Abstract: Applying Machine Learning to Human Resources Data: Predicting Job Turnover Among Community Mental Health Center Employees (Society for Social Work and Research 28th Annual Conference - Recentering & Democratizing Knowledge: The Next 30 Years of Social Work Science)

Schedule:

Friday, January 12, 2024

Liberty Ballroom N, ML 4 (Marriott Marquis Washington DC)

* noted as presenting author

Sadaaki Fukui, PhD, Associate Professor, Indiana University, IN

Wei Wu, PhD, Associate Professor, Indiana University - Purdue University, Indianapolis, IN

Jaime Greenfield, MS, Vice President of Operations, Places for People

Michelle Salyers, PhD, Professor, Indiana University - Purdue University, Indianapolis, Indianapolis, IN

Gary Morse, PhD, Consultant, Places for People, Inc, Saint Louis, MO

Jennifer Garabrant, BSW, Program Manager, Indiana University-Purdue University Indianapolis, IN

Emily Bass, BA, Graduate Research Assistant, Indiana University-Purdue University, Indianapolis, IN

Eric Kyere, PhD, Assistant Professor, Indiana University, IN

Nathaniel Dell, PhD, Vice President of Knowledge Translation and Impact, Places for People, Inc, Saint Louis, MO

Background and purpose: Employee turnover continues to be a critical problem for many community mental health workers, with rates of turnover ranging from 25% to 60% annually. High turnover rates are devastating for mental health care systems, affecting organizations, employees, and the quality of care. Human resources (HR) departments collect extensive employee data that can be useful for predicting turnover. Yet, these data are not often used to address turnover (e.g., varying/complex data formats for traditional analytics). The goal of the current study was to predict community mental health center employees’ turnover by applying machine learning (ML) methods to HR data (collected in routine organizational managements) and to evaluate the feasibility of the ML approaches.

Methods: Historical HR data were obtained from two community mental health centers (urban and rural areas). The first center contained 654 employee records, dating back to 2011 (336 cases left and 318 cases stayed at the time of data extraction), and the second center contained 894 employee records, dating back to 2017 (487 cases left and 407 cases stayed).
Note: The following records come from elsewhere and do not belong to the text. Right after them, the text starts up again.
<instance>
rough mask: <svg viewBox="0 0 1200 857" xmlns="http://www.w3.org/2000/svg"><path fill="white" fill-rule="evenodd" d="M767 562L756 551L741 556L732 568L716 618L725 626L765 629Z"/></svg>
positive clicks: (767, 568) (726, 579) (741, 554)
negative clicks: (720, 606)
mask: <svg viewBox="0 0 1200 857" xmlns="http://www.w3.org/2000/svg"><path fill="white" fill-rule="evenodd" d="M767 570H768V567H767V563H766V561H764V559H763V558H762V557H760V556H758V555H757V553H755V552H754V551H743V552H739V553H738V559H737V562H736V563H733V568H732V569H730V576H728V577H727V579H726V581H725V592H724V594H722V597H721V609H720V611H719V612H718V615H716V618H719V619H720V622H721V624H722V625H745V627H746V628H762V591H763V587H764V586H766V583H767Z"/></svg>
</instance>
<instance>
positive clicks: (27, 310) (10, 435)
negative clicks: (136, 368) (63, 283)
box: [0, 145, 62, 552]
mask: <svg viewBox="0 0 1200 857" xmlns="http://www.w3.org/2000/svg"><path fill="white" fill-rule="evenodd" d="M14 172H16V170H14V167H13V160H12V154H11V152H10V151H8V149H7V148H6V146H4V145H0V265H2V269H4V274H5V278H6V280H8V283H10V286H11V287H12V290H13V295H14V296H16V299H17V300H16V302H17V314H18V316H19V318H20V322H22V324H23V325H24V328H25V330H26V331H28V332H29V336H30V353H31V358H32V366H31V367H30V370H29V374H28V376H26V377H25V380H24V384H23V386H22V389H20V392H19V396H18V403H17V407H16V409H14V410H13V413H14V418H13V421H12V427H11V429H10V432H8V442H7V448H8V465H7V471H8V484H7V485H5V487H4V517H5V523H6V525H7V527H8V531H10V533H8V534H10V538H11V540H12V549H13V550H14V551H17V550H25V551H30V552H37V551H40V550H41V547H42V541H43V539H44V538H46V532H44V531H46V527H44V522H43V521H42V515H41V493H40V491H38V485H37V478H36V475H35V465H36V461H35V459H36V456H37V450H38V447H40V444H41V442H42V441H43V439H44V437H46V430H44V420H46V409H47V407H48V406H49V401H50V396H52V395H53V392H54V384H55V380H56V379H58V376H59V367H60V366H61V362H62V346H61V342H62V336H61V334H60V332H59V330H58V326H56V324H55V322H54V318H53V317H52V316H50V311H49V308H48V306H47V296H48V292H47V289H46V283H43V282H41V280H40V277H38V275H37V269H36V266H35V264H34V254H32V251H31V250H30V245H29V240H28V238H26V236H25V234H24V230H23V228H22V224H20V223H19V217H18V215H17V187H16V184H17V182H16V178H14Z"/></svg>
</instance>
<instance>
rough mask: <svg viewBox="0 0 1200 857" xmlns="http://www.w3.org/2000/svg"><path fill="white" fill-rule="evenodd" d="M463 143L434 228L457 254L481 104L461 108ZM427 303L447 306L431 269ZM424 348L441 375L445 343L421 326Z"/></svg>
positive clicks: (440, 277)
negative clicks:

The extracted HR data included age, gender, race, education level, marital status, exempt status, job type, position type, wage, past work years, work hours, job training hours, and characteristics of clients served by the employees (e.g., age, gender, mental health diagnosis). ML approaches with random forest and Lasso regression as training models were applied for predicting an employee’s turnover probability within the following 12 months. Missing data were imputed by the k-nearest neighbor method. Five-fold cross-validation approaches were used to evaluate the performance with the following measures: overall prediction accuracy, specificity, sensitivity, and area under the curve (AUC). The variable importance measures were also calculated to facilitate the selection of important turnover predictors.
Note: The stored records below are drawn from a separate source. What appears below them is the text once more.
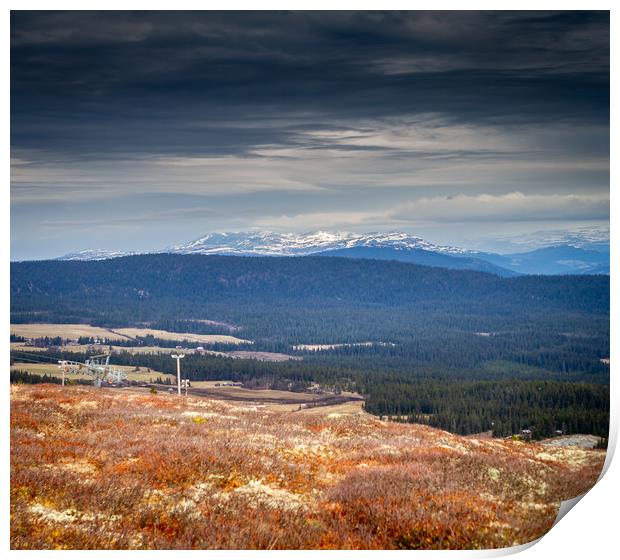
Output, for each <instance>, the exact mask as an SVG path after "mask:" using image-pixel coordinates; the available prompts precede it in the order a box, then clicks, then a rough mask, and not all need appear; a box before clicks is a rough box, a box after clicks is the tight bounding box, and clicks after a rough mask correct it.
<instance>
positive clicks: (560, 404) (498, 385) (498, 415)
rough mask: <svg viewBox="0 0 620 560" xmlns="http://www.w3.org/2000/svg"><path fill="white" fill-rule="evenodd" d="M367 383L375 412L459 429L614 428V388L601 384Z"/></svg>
mask: <svg viewBox="0 0 620 560" xmlns="http://www.w3.org/2000/svg"><path fill="white" fill-rule="evenodd" d="M364 389H365V390H364V392H365V393H366V395H367V397H366V398H367V400H366V403H365V409H366V410H367V411H368V412H370V413H371V414H376V415H379V416H388V417H392V418H395V419H397V420H401V421H407V422H416V423H423V424H429V425H430V426H434V427H437V428H442V429H445V430H448V431H450V432H454V433H459V434H472V433H478V432H485V431H489V430H492V432H493V435H494V436H496V437H500V436H508V435H511V434H515V433H519V431H520V430H523V429H529V430H531V431H532V437H533V438H534V439H540V438H543V437H550V436H553V435H555V432H556V430H561V431H563V432H564V433H573V434H574V433H586V434H595V435H599V436H607V434H608V431H609V389H608V387H605V386H602V385H597V384H591V383H569V382H557V381H553V382H552V381H514V380H503V381H448V382H446V381H441V382H437V381H433V380H417V381H412V380H404V381H401V382H397V381H392V382H390V381H386V380H383V381H382V382H381V383H374V382H373V383H370V384H369V385H367V386H366V387H365V388H364Z"/></svg>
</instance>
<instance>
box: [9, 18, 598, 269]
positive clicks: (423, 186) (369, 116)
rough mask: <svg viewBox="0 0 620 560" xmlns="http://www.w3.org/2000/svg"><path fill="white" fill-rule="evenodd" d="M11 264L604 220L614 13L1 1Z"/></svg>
mask: <svg viewBox="0 0 620 560" xmlns="http://www.w3.org/2000/svg"><path fill="white" fill-rule="evenodd" d="M11 20H12V21H11V121H12V122H11V143H12V154H11V155H12V167H11V169H12V172H11V202H12V239H11V251H12V258H13V259H26V258H42V257H53V256H58V255H60V254H63V253H66V252H69V251H74V250H80V249H86V248H106V249H125V250H149V249H159V248H162V247H165V246H171V245H173V244H175V243H179V242H183V241H187V240H188V239H191V238H194V237H198V236H200V235H201V234H204V233H207V232H210V231H215V230H248V229H252V228H261V229H271V230H280V231H296V230H297V231H299V230H312V229H339V230H349V231H376V230H391V229H398V230H404V231H408V232H411V233H415V234H417V235H420V236H423V237H427V238H428V239H429V240H431V241H435V242H439V243H450V244H454V245H463V242H464V241H467V242H468V243H469V244H470V245H477V246H484V243H488V242H489V240H490V239H492V238H493V237H494V236H495V235H496V234H497V235H500V234H501V235H506V234H511V233H524V232H527V231H539V230H542V229H554V230H557V229H558V227H566V228H569V227H576V226H583V225H590V224H591V225H597V224H607V223H608V219H609V18H608V13H607V12H562V13H546V12H536V13H525V12H498V13H489V12H443V13H442V12H438V13H434V12H409V13H379V12H358V13H343V12H332V13H319V12H316V13H312V12H310V13H308V12H304V13H301V12H297V13H289V14H284V13H272V12H256V13H252V12H236V13H227V12H199V13H189V12H166V13H157V12H140V13H131V12H100V13H97V12H52V13H45V12H12V17H11Z"/></svg>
Results: The results suggested a good level of turnover predictive accuracy, particularly with the random forest model (e.g., AUC > .8; above/close to .8 prediction accuracy) for both centers. The study also found that the ML methods could identify several important predictors (e.g., past work years, wage, work hours, age, job position, job training hours, and marital status) for turnover using historical HR data. The HR data extraction processes for ML applications were also evaluated as feasible.

Conclusions and implications: There are large historical data in HR data management systems that are often cited as reliable turnover predictors in the literature; however, such data are not always used to predict employee turnover. As ML applications to HR data are accumulated across organizations, it may be expected that some findings (e.g., predictors, predictive patterns, turnover mechanisms) might be more generalizable across different organizations (that can contribute to broader policy and workforce development efforts) while others may be more organization-specific (that can help HR and leadership for employee job retention at their organization). The current study provides new insights and avenues to address a data-driven, evidence-based turnover prediction strategy using existing HR data that are often under-utilized. Implications on how social work organizational leaders can incorporate data-driven decision-making to support employee retention will be discussed.